Horst pulled his rucksack onto his back, and picked Shona up. Several adults had started to gather around the church. He walked down the steps pointedly disregarding them, Jay pressing into his side. They stared at him, but no one made a move. He turned and headed for the jungle, mildly surprised to see Ingrid Veenkamp walking with him.

“I told you,” she said. “They lack nerve. You will be safer if I am with you. They know I can strike back.”

“Would you?”

“Perhaps. For the girl’s sake. But I don’t think we will find out.”

“Please, lady,” Jay said, “do you know where my mummy is?”

“With the others, the pernicious ones. But don’t look for her, she is no longer your mother. Do you understand?”

“Yes,” she mumbled.

“We’ll get her back for you, Jay,” Horst said. “One day, somehow. I promise.”

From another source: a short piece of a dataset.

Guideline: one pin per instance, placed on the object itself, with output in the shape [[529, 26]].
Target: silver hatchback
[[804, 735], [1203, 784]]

“Such faith,” Ingrid Veenkamp said.

He thought she was mocking, but there was no trace of a smile on her face. “What about the other children?” he asked. “Why haven’t you possessed them?”

“Because they are children. No soul would want a vessel so small and frail, not when there are plentiful adults to be had. Millions on this planet alone.”

They had reached the fields, and the soft loam was clinging to Horst’s feet in huge claggy lumps. With the weight of the rucksack and Shona conspiring to push him into the ground he wasn’t even sure he could make it to the first rank of trees. Sweat was dripping from his forehead at the effort. “Send the children after me,” he wheezed. “They are hungry and they are frightened. I will take care of them.”

“You make a poor Pied Piper, Father. I’m not even sure you’ll last until nightfall.”

“Mock and scorn as you like, but send them. They’ll find me. For God knows I’ll not be able to travel far or fast.”

She dipped her head briefly. “I’ll tell them.”

Horst staggered into the jungle with Jay beside him, her big shoulder-bag knocking against her legs. He managed another fifty metres through the inimical vines and undergrowth, then sank panting painfully to his knees, face perilously red and hot.

“Are you all right?” Jay asked anxiously.

“Yes. We’ll just have to take it in short stages, that’s all. I think we’re safe for now.”

She opened the shoulder-bag’s seal. “I brought your cooler flask, I thought you might need it. I filled it with the high-vitamin orange juice you had in your room.”

“Jay, you are a twenty-four-carat angel.” He took the flask from her and drank some of the juice; she had set the thermostat so low it poured like slushy snow. They heard someone pushing their way through the undergrowth behind them, and turned. It was Russ and Andria, the first of the children.

Trudging across the savannah wasn’t quite the holiday Jay had told herself it would be. But it was lovely being away from the homestead, even if it was only going to be for a few hours. She longed to ride the horse, too; though there was no way she was going to plead with Father Horst in front of the boys.

They arrived at the Ruttan family’s old homestead after forty minutes’ walking. Untended, it had suffered from Lalonde’s rain and winds. The door which had been left open had swung to and fro until the hinges broke, and now it lay across the small porch. Animals (probably sayce) had used it for shelter at some time, adding to the disarray inside.